Dominguez: ‘Wealth tax will drive capital out of the Philippines’

Dominguez: 'Wealth tax will drive capital out of the Philippines'

Finance Secretary Carlos G. Dominguez III. MALACANANG FILE PHOTO

MANILA, Philippines — Taxing the wealthiest more, as proposed by militant legislators, could stop the creation of wealth which the proposed measure intended to gain from, President Rodrigo Duterte’s chief economic manager said Monday.

Finance Secretary Carlos Dominguez III said the Department of Finance (DOF) will study the Makabayan bloc’s House Bill (HB) No. 10253, which aims to collect wealth taxes of 1-3 percent from billionaires in the country who have taxable assets of over P1 billion.

The progressive legislators filed the proposed measure on Monday at the House of Representatives.

“But my initial comment is that a wealth tax will drive capital out of the Philippines,” Dominguez said.

Under the Tax Reform for Acceleration and Inclusion (TRAIN) Act, the so-called “ultra-rich” earning P8 million a year were already being slapped with the highest tax rate, which included a basic amount of P2.41 million plus an additional rate of 35 percent of the excess over P8 million.

Back in January, Albay Rep. Joey Salceda told the Inquirer that taxes on wealth-creation to recoup massive pandemic-induced revenue losses may have to be more “creative” to not become a burden amid the prolonged pandemic.

Salceda, who chairs the House ways and means committee, had pointed to some challenges in imposing wealth tax — for instance: “Not all wealth is liquid. In theory, realized wealth is taxed by the capital gains tax, but in very unequal societies, the wealthy do not even need to liquidate their big shares of their wealth.”

Jim Brumby, a senior governance adviser at the Washington-based World Bank, said in a January 6 blog that “if ever there were a time that wealth taxes could help, it may be now” even as he noted most countries had been “extremely hesitant” to introduce these levies.

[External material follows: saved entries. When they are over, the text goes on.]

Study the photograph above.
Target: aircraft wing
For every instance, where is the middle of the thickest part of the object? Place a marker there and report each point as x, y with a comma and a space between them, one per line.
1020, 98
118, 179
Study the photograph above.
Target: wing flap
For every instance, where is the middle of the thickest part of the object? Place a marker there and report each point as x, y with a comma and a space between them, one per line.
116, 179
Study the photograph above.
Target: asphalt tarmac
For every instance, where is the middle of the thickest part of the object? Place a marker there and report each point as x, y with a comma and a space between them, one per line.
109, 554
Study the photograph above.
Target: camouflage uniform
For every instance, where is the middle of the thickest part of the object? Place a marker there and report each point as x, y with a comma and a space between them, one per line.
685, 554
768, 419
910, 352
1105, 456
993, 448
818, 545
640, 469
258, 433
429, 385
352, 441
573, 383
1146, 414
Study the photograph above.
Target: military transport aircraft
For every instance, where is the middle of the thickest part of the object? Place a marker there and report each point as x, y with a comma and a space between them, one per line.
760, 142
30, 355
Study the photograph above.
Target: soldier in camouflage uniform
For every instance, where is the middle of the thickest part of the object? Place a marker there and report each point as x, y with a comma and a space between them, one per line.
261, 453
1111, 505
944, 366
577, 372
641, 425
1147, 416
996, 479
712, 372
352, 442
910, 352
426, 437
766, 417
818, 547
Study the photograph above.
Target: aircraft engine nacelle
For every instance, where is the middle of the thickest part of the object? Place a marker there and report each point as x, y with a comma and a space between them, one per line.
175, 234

Brumby had said taxing wealth will address five global disruptions, namely: “out-of-hand” inequality; a global fiscal “hole” as the pandemic pushed countries to massive debt; a stock market that had “gone into a frenzy for stocks that offer a dependable and growing revenue bundle” or so-called “rundles”; difficulty now for the “super-rich” to hide their money in tax havens; and a “fraying” social fabric.

“Now is the time to consider a wealth tax. It can support fairness and deliver serious recurring revenue. This can help close the inequality gap, plug the fiscal hole and win back trust. According to forthcoming work at the World Bank, taxpayer compliance is bolstered by rebuilding trust; and an important element of that trust comes from the sense that taxes are fair,” Brumby had said.

“Rather than seeing the resolution of the impending public finance crisis as a problem where ‘something’s gotta give’, an annualized wealth tax provides a way to meet at least a part of the problem through ‘someone’s gonna give,” according to Brumby.